One of the more common questions I get asked is is it better to have one big site or a whole bunch of little sites, and my answer is, it depends.
Now before I get any farther I want to clarify a few things. This type of question usually comes from people who aren’t building an online version of their bricks and mortar or burgeoning garage business. They are usually trying to make money from any number of affiliate programs, adsense or other contextual models, selling advertising or similar monetization plan.
I should also add that IMHO everyone should have a few throwaway sites. You need some places to test, experiment and try new things. You need to test where the line is, in fact I think everyone at least once should set out with the intent of breaking as many rules as possible in an effort to try and get banned. Sure some of you are saying hey GW are you a big stooopid head why the heck would I build a site just to get it banned? Testing, research and development. There’s a reason car manufacturers smash perfectly working cars into concrete walls. if you don’t have any real first hand experience where the line is how do you know what you can get away with and what the effects are, without talking out of your arse. That said don’t be a doofus, build your test labs in isolation and not connected to anything else you care about, mmkay.

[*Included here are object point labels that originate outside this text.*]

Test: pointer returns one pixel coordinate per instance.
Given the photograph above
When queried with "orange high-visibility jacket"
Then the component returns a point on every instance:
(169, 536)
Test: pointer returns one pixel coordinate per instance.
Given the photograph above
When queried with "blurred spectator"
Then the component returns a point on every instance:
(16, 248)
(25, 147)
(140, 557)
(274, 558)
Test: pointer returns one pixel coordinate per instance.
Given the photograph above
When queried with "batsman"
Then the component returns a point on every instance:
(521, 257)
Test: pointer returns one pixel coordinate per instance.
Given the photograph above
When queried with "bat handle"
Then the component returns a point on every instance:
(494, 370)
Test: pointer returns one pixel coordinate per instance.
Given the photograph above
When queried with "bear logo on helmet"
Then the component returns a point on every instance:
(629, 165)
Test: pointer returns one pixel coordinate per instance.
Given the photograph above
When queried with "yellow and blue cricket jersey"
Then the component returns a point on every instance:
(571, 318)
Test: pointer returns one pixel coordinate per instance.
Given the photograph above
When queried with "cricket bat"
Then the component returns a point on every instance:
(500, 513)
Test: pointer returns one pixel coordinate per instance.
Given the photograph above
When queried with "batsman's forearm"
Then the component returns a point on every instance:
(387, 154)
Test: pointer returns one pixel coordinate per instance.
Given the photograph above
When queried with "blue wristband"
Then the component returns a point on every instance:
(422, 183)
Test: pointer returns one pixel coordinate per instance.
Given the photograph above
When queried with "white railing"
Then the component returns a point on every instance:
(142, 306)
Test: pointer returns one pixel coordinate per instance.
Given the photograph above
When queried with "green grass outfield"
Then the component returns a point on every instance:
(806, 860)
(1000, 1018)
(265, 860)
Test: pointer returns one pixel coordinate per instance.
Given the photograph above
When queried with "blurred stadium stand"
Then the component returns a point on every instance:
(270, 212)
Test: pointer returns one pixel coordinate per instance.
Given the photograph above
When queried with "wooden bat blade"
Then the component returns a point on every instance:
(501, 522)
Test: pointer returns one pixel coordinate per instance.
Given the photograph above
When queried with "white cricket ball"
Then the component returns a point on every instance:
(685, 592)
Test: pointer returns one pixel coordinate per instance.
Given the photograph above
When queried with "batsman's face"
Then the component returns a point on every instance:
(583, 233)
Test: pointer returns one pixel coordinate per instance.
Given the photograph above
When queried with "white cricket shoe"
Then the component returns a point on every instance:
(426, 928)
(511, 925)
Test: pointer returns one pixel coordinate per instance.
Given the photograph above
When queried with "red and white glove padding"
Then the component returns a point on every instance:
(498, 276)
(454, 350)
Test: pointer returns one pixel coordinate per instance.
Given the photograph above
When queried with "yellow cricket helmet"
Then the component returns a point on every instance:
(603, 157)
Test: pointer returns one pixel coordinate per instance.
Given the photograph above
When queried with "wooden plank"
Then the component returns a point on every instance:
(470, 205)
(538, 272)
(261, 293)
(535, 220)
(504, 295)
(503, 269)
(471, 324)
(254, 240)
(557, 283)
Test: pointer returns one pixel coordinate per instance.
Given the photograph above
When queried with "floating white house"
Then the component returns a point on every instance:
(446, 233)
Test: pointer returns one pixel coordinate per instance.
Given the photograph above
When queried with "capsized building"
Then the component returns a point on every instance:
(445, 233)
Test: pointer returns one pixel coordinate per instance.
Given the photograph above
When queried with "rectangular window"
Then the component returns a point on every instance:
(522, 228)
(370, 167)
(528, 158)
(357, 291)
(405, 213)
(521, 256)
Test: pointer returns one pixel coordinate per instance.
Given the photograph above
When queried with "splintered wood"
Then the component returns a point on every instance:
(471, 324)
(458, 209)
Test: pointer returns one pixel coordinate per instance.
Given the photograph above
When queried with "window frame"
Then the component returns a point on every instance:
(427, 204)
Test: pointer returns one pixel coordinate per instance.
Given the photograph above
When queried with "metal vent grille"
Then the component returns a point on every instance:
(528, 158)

I personally don’t feel that anyone should own or run just one site. IMHO it’s just too dangerous. It leaves you extremely vulnerable to the random wanderings of search engine algorithms. One day your on top of the world, the next your asking people if they ‘want fries with that’ cause your only site got dropped and you didn’t build defensible traffic. I think you should have a few sites and they should all be in different industries. How many sites can you manage, that’s tricky. If you have people you can out source the writing, programming and technical management too, it could be over 100+. However for most people striving for something a bit more modest is usually better idea. If you’re a ‘one man band’ with a little bit of help it’s probably somewhere between 6-20, depending on your experience and the trust/skill of your helpers. For beginners it’s probably good to start with two or three and slowly build up.
Now for those people who dabble in the dark arts the sky is really the limit. The goal here is build programatic ways to throw in some variables, have it ‘ aggregate and build some content’ and spit out some pages. medium to advanced level folks also throw in some scraping, aggregating, remixing, and scrambling components, to keep it looking like the lights are on and people are home. Pretty much once you push it out you never want to have to touch it again. Do I personally run any autogen stuff … remember what I said above about having some test labs?

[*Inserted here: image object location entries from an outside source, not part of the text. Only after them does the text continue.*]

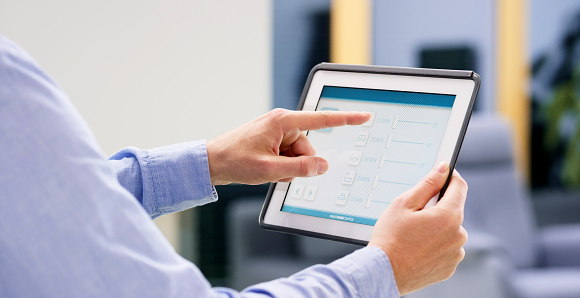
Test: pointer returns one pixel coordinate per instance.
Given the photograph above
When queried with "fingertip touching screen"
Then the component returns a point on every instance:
(372, 163)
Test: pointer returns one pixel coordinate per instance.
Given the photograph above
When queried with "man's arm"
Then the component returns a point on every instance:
(70, 229)
(166, 179)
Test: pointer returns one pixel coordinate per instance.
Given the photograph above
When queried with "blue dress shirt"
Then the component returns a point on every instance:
(74, 224)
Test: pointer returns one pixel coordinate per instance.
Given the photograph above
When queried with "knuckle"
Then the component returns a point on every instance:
(265, 166)
(430, 180)
(277, 113)
(462, 183)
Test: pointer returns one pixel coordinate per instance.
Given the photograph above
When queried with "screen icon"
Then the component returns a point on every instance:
(355, 157)
(310, 192)
(370, 122)
(341, 197)
(361, 138)
(297, 191)
(348, 177)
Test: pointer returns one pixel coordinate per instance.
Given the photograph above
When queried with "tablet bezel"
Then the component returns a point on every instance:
(463, 84)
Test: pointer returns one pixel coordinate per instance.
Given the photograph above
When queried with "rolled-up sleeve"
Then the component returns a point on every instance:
(166, 179)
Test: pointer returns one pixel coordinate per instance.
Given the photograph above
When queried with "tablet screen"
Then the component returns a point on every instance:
(370, 164)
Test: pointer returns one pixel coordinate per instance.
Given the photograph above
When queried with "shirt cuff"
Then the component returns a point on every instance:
(180, 177)
(370, 271)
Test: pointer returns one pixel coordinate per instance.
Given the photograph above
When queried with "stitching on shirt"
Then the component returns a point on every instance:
(149, 162)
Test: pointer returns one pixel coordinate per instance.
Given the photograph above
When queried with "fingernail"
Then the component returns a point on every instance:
(441, 168)
(322, 167)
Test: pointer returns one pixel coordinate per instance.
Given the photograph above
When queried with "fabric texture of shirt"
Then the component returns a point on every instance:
(76, 224)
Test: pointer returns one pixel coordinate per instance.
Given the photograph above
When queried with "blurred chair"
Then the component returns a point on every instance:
(257, 255)
(507, 254)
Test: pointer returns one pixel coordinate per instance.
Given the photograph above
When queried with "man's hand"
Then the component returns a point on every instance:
(424, 245)
(273, 147)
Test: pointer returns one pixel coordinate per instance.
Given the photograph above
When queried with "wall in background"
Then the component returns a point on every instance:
(403, 28)
(301, 39)
(151, 73)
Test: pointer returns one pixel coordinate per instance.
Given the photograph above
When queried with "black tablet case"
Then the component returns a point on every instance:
(401, 71)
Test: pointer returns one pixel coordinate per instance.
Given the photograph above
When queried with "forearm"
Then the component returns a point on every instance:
(364, 273)
(165, 179)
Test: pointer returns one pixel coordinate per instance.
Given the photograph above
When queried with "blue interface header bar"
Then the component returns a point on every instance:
(396, 97)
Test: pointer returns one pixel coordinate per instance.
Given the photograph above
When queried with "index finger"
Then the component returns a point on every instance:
(311, 120)
(456, 193)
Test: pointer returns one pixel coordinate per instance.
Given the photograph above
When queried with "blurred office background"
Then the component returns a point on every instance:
(151, 73)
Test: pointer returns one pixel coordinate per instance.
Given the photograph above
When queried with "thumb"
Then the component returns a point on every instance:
(301, 166)
(417, 197)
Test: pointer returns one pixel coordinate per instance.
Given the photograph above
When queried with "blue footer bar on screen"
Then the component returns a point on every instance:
(335, 216)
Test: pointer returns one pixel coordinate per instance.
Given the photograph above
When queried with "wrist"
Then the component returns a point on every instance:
(214, 160)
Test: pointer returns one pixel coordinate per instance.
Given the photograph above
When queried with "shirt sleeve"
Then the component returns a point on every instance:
(365, 273)
(70, 229)
(166, 179)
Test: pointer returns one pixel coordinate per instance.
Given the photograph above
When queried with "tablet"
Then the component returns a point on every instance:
(419, 118)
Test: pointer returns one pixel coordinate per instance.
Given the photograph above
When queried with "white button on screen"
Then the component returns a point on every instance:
(310, 192)
(341, 197)
(370, 122)
(348, 177)
(297, 191)
(361, 138)
(355, 157)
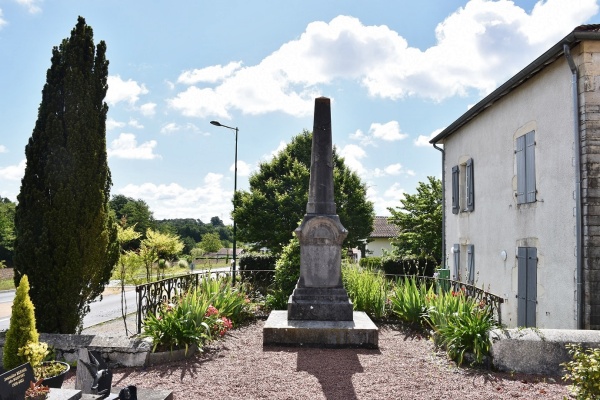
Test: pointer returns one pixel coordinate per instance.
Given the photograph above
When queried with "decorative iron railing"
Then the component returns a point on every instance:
(151, 296)
(472, 291)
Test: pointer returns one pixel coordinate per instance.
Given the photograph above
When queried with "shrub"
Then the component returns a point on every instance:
(395, 265)
(22, 327)
(370, 263)
(367, 289)
(583, 371)
(287, 272)
(467, 332)
(408, 300)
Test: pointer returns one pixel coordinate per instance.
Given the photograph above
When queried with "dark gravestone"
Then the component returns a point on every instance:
(15, 382)
(93, 375)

The problem is many people strive for some hybrid of autogen mixed with hand built content. To make it worse they do it over more sites than they can manage. Instead of a handful of great sites filled with flagship content, or an army of robot drones running unattended, they have a small hodgepodge of completely unremarkable sites that suffer from the MSSA penalty. Trust me I know about this one, I was guilty of it myself.
What’s the cure? Roll your stuff together into something meangful. Take the little pieces of nothingness you have on your 20 blue widget sites and roll them into one site. As you roll them in filter out the absolute crap, and fix the pieces that are salvageable. Sure it’s work but in the end you’ll have something more valuable when you’re done. Make sure you 301 everything properly. I know Greg disagrees with me, but when you’re moving stuff around, and changing URL’s (either for your sites or a clients) there is simply no better way to check the progress than to use Google Sitemaps. Why, plain and simple Google comes out and tells you what it can’t find, and if Google can’t find it Yahoo and MSN probably can’t either.
Two additional points here, if your site is actually ranking for “real searches” and getting “real traffic”, don’t roll it up into another one without a really good reason. Second don’t roll too much together all at once. For example if you have 6 sites each with 100 pages, and you hack out 50 pages of garbage, don’t add the reaming 250 pages of content over one weekend, slowly trickle it in over 6 months, preferably one site at a time.
So what’s the take away – experiment with some disposable domains, push the limits, do something crazy stoopid, I can guarantee you’ll learn something. Start building your sites, start with two or three, once they start ranking if you feel you can manage another do it, don’t be afraid to start thinking like a CEO, you really want to manage the process, not micro manage the details, lastly fix or ditch the stuff that isn’t working, it’s not worth the trouble.